Predicting College Student Success
Dr. Eunhee Kim, ONU’s assistant director of Institutional Research, has co-authored a research paper, “Psychosocial Factors Predicting First-Year College Student Success” published in Journal of College Student Development, 54 (3), 247-266 (May-June 2013).
Her co-authors are Dr. Elizabeth Krumrei, assistant professor of psychology at Pepperdine University, Dr. Fred Newton, professor emeritus at Kansas State University, and Dr. Dan Wilcox, assistant professor of special education, counseling and student affairs at Kansas State University.
In the paper, the authors investigate the role of psychosocial factors (i.e., academic self-efficacy, organization and attention to study, stress and time management, involvement with college activity, emotional satisfaction and class communication) for college students’ academic performance. Their findings suggest the need for psychosocial assessment in targeting college success. Implications for institutional practice are also discussed of psychosocial assessment and intervention to help students succeed.

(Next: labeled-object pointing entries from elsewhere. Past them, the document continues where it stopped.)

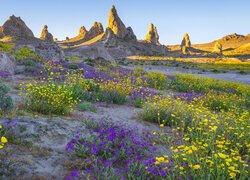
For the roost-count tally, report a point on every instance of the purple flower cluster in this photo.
(189, 96)
(119, 150)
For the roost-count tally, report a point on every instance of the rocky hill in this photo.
(15, 31)
(231, 41)
(118, 41)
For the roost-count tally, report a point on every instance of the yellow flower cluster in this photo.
(3, 140)
(205, 139)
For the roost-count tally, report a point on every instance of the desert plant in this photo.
(156, 80)
(86, 106)
(24, 53)
(6, 103)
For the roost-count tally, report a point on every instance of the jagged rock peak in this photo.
(45, 35)
(95, 30)
(15, 26)
(110, 38)
(186, 41)
(218, 48)
(152, 35)
(115, 23)
(82, 31)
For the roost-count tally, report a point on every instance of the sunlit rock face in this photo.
(15, 27)
(186, 41)
(82, 32)
(109, 38)
(45, 35)
(218, 48)
(94, 31)
(117, 26)
(152, 35)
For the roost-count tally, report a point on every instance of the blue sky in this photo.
(204, 20)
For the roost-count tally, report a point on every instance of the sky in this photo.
(203, 20)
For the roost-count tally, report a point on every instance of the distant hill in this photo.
(231, 41)
(242, 50)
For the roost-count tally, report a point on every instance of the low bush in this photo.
(156, 80)
(24, 53)
(49, 98)
(6, 102)
(86, 106)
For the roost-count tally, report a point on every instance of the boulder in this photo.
(7, 63)
(152, 35)
(15, 27)
(45, 35)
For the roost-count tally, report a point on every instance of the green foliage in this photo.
(5, 47)
(24, 53)
(138, 102)
(114, 97)
(86, 106)
(138, 71)
(156, 80)
(48, 98)
(73, 66)
(6, 103)
(191, 83)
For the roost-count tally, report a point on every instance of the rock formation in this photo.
(117, 26)
(218, 48)
(82, 32)
(6, 63)
(186, 41)
(130, 34)
(15, 27)
(45, 35)
(185, 44)
(109, 37)
(94, 31)
(152, 35)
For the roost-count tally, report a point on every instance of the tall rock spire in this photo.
(152, 35)
(117, 26)
(45, 35)
(186, 41)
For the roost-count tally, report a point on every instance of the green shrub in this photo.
(86, 106)
(24, 53)
(5, 47)
(6, 103)
(138, 102)
(156, 80)
(73, 66)
(49, 98)
(114, 97)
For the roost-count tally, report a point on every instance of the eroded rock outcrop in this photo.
(45, 35)
(117, 26)
(218, 48)
(186, 41)
(152, 35)
(94, 31)
(82, 32)
(109, 38)
(15, 27)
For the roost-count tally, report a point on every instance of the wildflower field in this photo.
(202, 124)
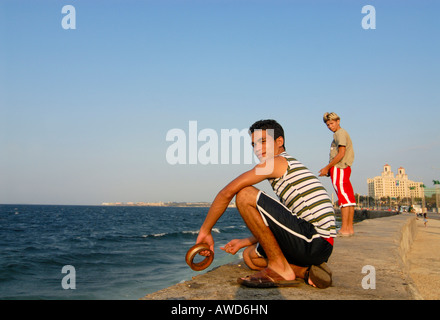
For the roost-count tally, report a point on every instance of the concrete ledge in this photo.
(379, 248)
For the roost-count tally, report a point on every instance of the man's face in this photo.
(264, 145)
(333, 125)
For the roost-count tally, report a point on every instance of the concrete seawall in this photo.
(373, 264)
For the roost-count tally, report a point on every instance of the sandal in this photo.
(321, 276)
(267, 278)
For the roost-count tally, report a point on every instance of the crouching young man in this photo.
(293, 236)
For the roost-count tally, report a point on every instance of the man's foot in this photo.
(319, 276)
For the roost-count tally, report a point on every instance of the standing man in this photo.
(339, 170)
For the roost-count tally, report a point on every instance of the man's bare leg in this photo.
(255, 262)
(347, 214)
(246, 201)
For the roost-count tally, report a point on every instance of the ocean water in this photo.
(115, 252)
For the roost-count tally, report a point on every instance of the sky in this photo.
(85, 111)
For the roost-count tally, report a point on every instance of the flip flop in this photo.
(267, 278)
(320, 275)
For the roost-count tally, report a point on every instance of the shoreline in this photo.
(375, 264)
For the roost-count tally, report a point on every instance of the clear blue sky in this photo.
(84, 113)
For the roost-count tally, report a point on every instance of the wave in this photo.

The research made use of the College Learning Effectiveness Inventory (CLEI), an assessment tool of personal attitudes, behaviors, and dispositions relevant to college academic success. Kim is one of the developers of CLEI, and she has co-authored its administration and scoring manual, workbook for students and research papers.
The Journal of College Student Development is a peer-reviewed academic journal on higher education and is the official publication of American College Personnel Association.